Le blond se rassit en face de Harry et se plongea dans ses pensées. Il n'osa pas le déranger et laissa le silence s'étirer.

Lorsque l'horloge sonna 23 h, Harry se racla la gorge.

- À quoi tu penses ? demanda-t-il au blond.

L'intéressé fixa son regard sur lui.

- À un peu de tout. La guerre, la famille, nous, mes amis…

- Et tu penses quoi de tout ça ? questionna encore le brun, curieux comme toujours.

Malefoy soupira.

- Cette stupide guerre m'a fait perdre un temps précieux. J'aurais mis moins de temps à me faire mon propre avis sur les choses, à avoir de vrais amis sur qui compter. On aurait peut-être pu être amis nous deux aussi. J'aurais pu découvrir que j'aimais travailler le bois plus tôt et ne pas être obligé de fabriquer des choses en cachette, au manoir, pour ne pas que mon père tombe dessus. J'aurais vu moins de morts, moins de haine, moins de peine. Si un jour on m'avait dit que je pourrais voir des Sombrals, je n'y aurais jamais cru.

Harry soupira à son tour mais le laissa continuer.

- Ma famille ne serait peut-être pas ce qu'elle est aujourd'hui. Ma mère m'a confié il y a quelques semaines que sa sœur lui manquait.

- D'où ton envie de la rencontrer ?

- Ça oui, et aussi le fait que c'est ma famille, mon sang. Mon père n'est plus là aujourd'hui pour me dire ce qui est bien ou mal. Et ce qui serait vraiment mal, c'est de fermer les yeux sur sa famille, peu importe les choix des uns et des autres. C'est la seule chose qui reste après une guerre. La seule chose constante dans une vie.

Harry se dit qu'il avait sûrement raison. Mais n'ayant pas de famille, il préféra garder le silence.

Il vit le blond se lever et enfiler sa veste.

- Merci pour le thé, Harry, je vais rentrer maintenant.

Harry ne se leva pas pour raccompagner le blond. Ce dernier lui serra l'épaule en passant à côté de lui et partit sans un bruit.

27 décembre 2002

Harry dévala les escaliers et dérapa dans le couloir du premier étage. Essoufflé, il ouvrir la fenêtre à laquelle un hibou tapait depuis quelques minutes déjà.

La pauvre bête s'engouffra dans la maison et secoua ses plumes pour en chasser la neige. Harry l'amena dans le salon et l'installa au coin du feu avec de l'eau et quelques biscuits.

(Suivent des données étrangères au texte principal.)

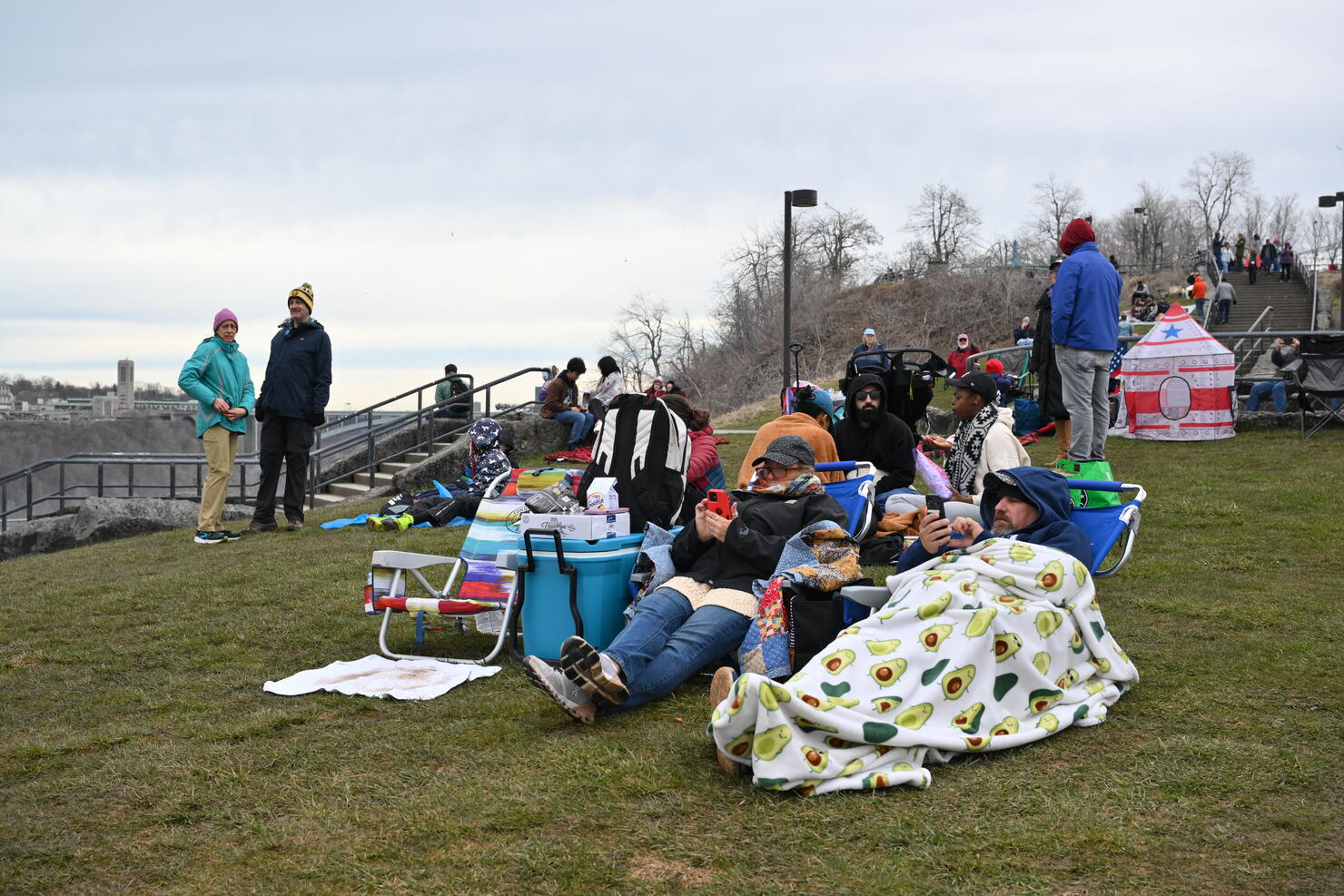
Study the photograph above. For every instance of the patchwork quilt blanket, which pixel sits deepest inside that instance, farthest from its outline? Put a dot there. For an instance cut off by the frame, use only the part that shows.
(990, 647)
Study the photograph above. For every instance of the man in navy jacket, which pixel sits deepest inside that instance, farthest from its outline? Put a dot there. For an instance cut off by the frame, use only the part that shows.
(1023, 503)
(292, 402)
(1085, 328)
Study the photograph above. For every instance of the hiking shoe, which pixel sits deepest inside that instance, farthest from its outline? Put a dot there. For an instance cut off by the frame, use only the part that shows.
(594, 672)
(719, 689)
(566, 694)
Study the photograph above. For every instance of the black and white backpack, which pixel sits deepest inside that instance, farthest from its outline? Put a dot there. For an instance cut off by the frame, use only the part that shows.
(646, 447)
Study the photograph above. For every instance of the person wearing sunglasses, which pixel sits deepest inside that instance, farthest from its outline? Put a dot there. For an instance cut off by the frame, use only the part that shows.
(703, 612)
(871, 433)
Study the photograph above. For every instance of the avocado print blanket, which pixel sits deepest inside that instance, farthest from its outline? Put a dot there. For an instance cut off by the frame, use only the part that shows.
(988, 647)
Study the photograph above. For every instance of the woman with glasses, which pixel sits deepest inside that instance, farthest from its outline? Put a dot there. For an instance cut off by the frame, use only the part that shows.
(702, 613)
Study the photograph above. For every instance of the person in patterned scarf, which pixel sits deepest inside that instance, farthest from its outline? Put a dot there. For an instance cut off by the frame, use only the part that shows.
(702, 613)
(983, 442)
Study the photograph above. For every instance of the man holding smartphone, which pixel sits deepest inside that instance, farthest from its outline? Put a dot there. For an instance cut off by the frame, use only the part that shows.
(703, 612)
(1024, 503)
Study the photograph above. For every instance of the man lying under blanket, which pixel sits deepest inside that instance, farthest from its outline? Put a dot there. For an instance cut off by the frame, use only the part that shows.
(987, 646)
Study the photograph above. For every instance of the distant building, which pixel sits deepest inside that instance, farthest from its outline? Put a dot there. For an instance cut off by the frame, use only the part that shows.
(125, 386)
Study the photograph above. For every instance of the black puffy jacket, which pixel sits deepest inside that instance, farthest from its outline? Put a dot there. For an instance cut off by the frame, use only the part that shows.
(755, 542)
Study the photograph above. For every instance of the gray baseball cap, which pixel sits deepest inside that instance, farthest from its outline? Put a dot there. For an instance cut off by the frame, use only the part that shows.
(788, 450)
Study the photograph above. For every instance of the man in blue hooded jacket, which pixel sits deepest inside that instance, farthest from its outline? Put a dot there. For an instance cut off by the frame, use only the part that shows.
(1023, 503)
(1085, 330)
(292, 402)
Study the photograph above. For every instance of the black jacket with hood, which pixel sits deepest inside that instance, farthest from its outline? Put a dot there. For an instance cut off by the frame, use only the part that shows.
(299, 374)
(756, 539)
(1047, 490)
(887, 442)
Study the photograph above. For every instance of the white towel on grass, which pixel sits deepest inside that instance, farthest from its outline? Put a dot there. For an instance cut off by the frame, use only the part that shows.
(382, 677)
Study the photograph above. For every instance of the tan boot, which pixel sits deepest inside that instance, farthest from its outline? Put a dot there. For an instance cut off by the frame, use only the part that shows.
(1063, 437)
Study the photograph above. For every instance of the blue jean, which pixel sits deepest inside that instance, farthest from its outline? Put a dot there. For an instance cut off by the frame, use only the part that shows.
(1277, 389)
(667, 643)
(579, 425)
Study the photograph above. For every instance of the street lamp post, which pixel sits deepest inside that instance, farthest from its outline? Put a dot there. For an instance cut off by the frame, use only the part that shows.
(1142, 238)
(1327, 202)
(792, 199)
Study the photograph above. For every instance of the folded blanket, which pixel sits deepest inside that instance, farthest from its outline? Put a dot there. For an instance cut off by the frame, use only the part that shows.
(822, 557)
(382, 677)
(988, 647)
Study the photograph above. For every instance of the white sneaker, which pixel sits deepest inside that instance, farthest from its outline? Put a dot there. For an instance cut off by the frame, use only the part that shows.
(553, 683)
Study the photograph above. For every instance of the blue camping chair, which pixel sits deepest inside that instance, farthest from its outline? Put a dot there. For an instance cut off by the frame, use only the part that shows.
(1105, 527)
(855, 493)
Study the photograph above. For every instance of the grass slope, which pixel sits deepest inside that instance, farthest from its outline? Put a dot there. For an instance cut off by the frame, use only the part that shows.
(137, 751)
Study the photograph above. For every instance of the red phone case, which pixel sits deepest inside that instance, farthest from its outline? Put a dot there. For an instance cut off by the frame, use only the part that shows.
(716, 501)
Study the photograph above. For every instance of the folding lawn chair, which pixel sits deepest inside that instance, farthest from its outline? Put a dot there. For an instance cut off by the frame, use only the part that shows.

Il s'apprêtait à ouvrir le colis lorsqu'il remarqua le nom inscrit dessus.

- Kreattur !

- Le maître a appelé Kreattur ?

Harry lui tendit le colis.

- C'est pour toi.

Kreattur prit le paquet et Harry resta dans la pièce, curieux. Qui avait bien pu lui envoyer un colis ?

Des draps de soie d'un blanc immaculé sortirent du paquet et Harry aperçut le blason des Black sur l'un des coins. Les yeux de Kreattur s'embuèrent.

- D'où ça sort ? demanda Harry.

- Monsieur Malefoy tient son accord, maître Harry, répondit simplement l'elfe.

Le lendemain soir, Harry dormait dans des draps de soie blanche et trois têtes d'elfes avaient disparu.